Post-Abortion Trauma Abortion Linked to Increase in Mental Health Disorders

Springfield, IL (March 3, 2008) — The recent suicide of a British woman who had undergone an abortion points to the urgent need to raise awareness of the problem of unwanted abortions and post-abortion trauma.

The London Daily Mail reported that an inquest was held on the death of Emma Beck, a 30-year-old artist who underwent an abortion in September 2006. Her mother told the court that her daughter, who had been pregnant with twins, had not wanted to abort but that Beck’s boyfriend had not wanted the pregnancy. Beck’s doctor said that she had been “extremely vulnerable” prior to the abortion and had missed or cancelled two appointments for the abortion.

However, the hospital where the abortion was performed said that Beck had received adequate counseling, even though the regular counselor was away on vacation and the doctor who performed the abortion wrote on a form that Beck was living alone and had no support. The court heard that Beck had made “numerous cries for help” after the abortion and had made a previous suicide attempt the month before her death. She died in February 2007.

In a suicide note quoted by the Daily Mail, Beck wrote: “Living is hell for me. I should never have had an abortion. I see now I would have been a good mum. I told everyone I didn’t want to do it, even at the hospital. … I died when my babies died.”

Her story echoes that of other women who said they were in despair and suicidal after their abortions, many of which were coerced or unwanted. Judith, quoted in Hope and Healing, writes:

“My doctor said the baby-at six-and-a-half weeks-was ‘just a blob,’ and I believed him. Afterwards, before I even got home, I began to cry. It didn’t help. When finally I stopped crying on the outside, I kept crying on the inside. … I felt cheated, betrayed, and manipulated. I went to counseling and the psychologist said ‘Forgive yourself,’ and ‘Let yourself go on.’ She didn’t say how.”

Another woman, Janet, a police officer, writes of trying to shoot herself after her abortion:

“With quiet deliberation, I took my handgun from under my pillow. I chambered a round, walked into my living room, sat in a chair, put the gun to my head and pulled the trigger. … To this day, I cannot think why the gun did not fire … I find it amazing in retrospect, how we can function so well in front of others, while suffering like that.”

Research Links Abortion to Coercion, Suicide

In one survey of U.S. and Russian women who underwent abortions, 60 percent of the American women said they “felt like part of me died” after having an abortion and 36 percent had thoughts of suicide. 64 percent said they felt pressured by others to abort and more than 50 percent said they felt rushed or uncertain about having an abortion.
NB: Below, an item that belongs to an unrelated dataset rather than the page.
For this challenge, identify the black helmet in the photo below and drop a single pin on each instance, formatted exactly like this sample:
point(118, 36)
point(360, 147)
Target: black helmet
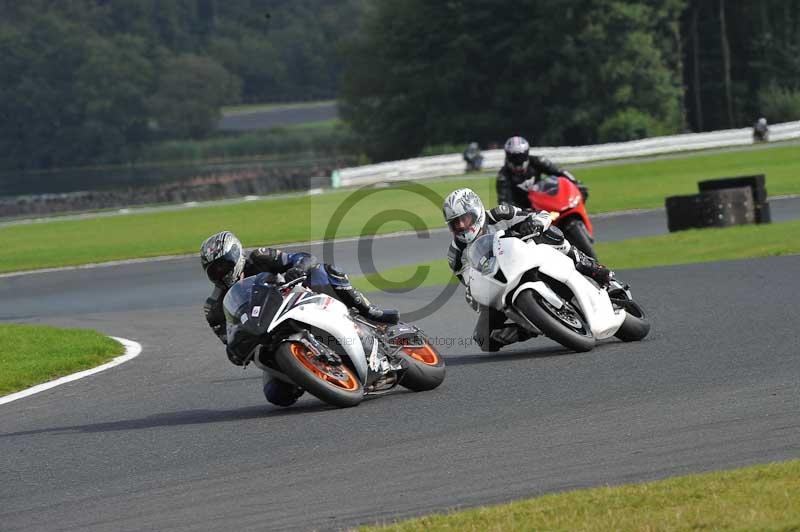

However, 84 percent said they did not receive adequate counseling and 79 percent said they were not given any information about alternatives to abortion.[1]

Record-based studies of women in Finland and the U.S. found that women who had abortions were more likely to commit suicide than women who carried the pregnancy to term. In Finland, aborting women were six times more likely to commit suicide in the following year than delivering women,[2] while a U.S. study that looked at outcomes for up to eight years after the pregnancy found that women who had abortions had a 154 percent higher risk of suicide than women who had giving birth.[3]

For more information on suicide and abortion, click here.

Citations

1. VM Rue et. al., “Induced abortion and traumatic stress: A preliminary comparison of American and Russian women,” Medical Science Monitor 10(10): SR5-16, 2004.

2. M. Gissler, “Injury deaths, suicides and homicides associated with pregnancy, Finland 1987-2000,” European J. Public Health 15(5):459-63, 2005.

3. DC Reardon et. al., “Deaths Associated With Pregnancy Outcome: A Record Linkage Study of Low Income Women,” Southern Medical Journal 95(8):834-41, Aug. 2002.